The entire leased property was taken in condemnation on March 9, 1966, and all parties agreed to a settlement of $100,000.00 as the total award for the property taken. The amount of the award was paid into court. On June 3, 1966, Phillips sent the Bradleys a certified, return receipt requested letter in which Phillips exercised its option to terminate the lease in accordance with the provisions of Section 7 of the lease agreement, which reads:

“If the use of said premises as a gasoline and oil service station or the storage or sale of gasoline, oil or oil products on said premises shall be prohibited or enjoined by lawful authority, or if all or any part of said premises is taken in condemnation, making premises unsuitable for use as a service station, lessee may, at its option by giving to Lessor thirty (30) days’ notice of its intention so to do, terminate this lease upon payment of all rentals due up to the expiration of said thirty (30) day period.”
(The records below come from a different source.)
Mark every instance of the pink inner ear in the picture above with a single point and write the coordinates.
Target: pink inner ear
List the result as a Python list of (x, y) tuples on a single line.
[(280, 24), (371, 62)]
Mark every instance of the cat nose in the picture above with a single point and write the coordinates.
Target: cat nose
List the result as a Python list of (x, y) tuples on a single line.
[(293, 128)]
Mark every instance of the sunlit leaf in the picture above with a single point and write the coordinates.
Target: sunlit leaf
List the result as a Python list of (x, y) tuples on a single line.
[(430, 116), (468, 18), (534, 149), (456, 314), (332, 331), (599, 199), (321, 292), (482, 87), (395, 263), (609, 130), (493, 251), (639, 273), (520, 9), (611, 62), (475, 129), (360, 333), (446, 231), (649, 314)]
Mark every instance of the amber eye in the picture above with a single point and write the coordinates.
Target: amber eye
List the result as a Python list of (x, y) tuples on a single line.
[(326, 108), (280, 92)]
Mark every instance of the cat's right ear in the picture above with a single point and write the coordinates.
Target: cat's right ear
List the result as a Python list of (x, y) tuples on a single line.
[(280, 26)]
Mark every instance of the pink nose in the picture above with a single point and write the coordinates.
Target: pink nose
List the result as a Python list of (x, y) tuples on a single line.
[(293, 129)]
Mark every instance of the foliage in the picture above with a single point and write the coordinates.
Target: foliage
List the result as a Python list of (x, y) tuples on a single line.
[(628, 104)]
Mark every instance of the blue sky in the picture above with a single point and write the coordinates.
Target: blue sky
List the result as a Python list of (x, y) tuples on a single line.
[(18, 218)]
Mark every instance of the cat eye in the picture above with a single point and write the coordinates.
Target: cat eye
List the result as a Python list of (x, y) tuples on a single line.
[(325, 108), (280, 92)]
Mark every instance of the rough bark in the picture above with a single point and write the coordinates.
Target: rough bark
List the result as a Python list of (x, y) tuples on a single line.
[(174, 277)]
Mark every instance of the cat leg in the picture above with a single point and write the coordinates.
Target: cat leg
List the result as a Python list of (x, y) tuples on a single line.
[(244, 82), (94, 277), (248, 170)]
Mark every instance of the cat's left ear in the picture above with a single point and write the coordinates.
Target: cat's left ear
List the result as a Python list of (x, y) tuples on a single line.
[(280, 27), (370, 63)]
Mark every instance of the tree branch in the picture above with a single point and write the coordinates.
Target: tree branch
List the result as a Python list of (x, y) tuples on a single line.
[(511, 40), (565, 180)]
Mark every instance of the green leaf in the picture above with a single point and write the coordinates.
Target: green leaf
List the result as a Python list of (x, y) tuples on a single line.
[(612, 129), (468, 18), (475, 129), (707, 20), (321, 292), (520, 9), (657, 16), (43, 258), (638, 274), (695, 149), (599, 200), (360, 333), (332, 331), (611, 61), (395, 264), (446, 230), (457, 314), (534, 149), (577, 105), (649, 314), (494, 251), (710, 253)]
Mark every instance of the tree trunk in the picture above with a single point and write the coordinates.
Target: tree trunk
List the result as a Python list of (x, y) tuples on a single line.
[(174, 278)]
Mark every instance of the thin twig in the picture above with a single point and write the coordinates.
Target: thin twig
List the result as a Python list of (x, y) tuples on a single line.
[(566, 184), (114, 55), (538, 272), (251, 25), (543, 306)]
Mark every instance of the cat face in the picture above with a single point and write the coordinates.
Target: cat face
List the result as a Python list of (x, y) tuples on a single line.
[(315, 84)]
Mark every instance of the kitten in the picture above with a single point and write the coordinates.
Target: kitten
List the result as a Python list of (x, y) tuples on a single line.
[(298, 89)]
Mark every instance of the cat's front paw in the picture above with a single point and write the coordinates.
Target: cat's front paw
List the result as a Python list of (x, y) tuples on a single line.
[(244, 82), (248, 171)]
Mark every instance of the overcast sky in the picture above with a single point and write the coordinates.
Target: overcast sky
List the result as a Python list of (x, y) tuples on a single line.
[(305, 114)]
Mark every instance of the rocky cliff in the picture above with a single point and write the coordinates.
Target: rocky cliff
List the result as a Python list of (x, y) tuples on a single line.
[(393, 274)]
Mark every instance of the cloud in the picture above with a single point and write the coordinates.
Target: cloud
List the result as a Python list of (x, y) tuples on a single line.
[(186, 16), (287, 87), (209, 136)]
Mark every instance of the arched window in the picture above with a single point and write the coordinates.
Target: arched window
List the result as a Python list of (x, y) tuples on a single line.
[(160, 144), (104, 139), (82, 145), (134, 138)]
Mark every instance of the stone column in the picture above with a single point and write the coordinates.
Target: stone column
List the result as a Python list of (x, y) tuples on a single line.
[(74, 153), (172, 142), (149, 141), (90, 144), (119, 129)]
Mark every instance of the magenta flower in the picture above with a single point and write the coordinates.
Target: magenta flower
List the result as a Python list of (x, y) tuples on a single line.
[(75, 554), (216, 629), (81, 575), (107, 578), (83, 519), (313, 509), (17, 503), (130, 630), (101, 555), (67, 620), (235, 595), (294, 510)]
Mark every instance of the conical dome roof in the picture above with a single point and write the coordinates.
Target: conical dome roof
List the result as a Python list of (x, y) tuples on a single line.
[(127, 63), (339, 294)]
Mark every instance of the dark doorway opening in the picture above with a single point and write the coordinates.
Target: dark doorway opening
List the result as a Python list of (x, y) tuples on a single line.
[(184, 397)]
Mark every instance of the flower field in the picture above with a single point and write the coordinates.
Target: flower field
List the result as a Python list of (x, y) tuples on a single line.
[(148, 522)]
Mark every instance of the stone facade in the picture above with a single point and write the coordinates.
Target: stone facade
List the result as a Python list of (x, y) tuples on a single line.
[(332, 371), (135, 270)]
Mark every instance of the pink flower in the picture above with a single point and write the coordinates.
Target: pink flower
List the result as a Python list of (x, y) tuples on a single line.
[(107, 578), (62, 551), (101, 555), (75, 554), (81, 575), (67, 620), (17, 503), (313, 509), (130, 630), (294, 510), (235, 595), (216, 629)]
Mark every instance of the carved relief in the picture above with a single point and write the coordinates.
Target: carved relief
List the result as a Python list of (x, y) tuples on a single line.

On January 5, 1968, the trial court entered a pre-trial memorandum decision containing certain conclusions of law relating to the rights of the lessee and the Bradleys as a result of the talcing, the lease and the letter exercising the option to terminate the lease. The conclusions are in part as follows:

[244]*244“2. The lease did not provide for an apportionment of the award nor exclude the lessee from sharing in the award.
“3. The complete and entire right, title and interest of the plaintiff, lessee, and the landlords’ entire estate in the leased premises were taken on March 9, 1966, and all of their respective interests therein were extinguished.
“4. The total taking on March 9, 1966 terminated the lease by operation of law, and all of the rights of the lessors and lessee became fixed at that time.
“5. The notice by the Phillips Petroleum Company purporting to terminate the lease had no legal effect, and does not bar it from sharing in the award to the extent of the fair market value of its leasehold interest over the term of years after March 9, 1966.”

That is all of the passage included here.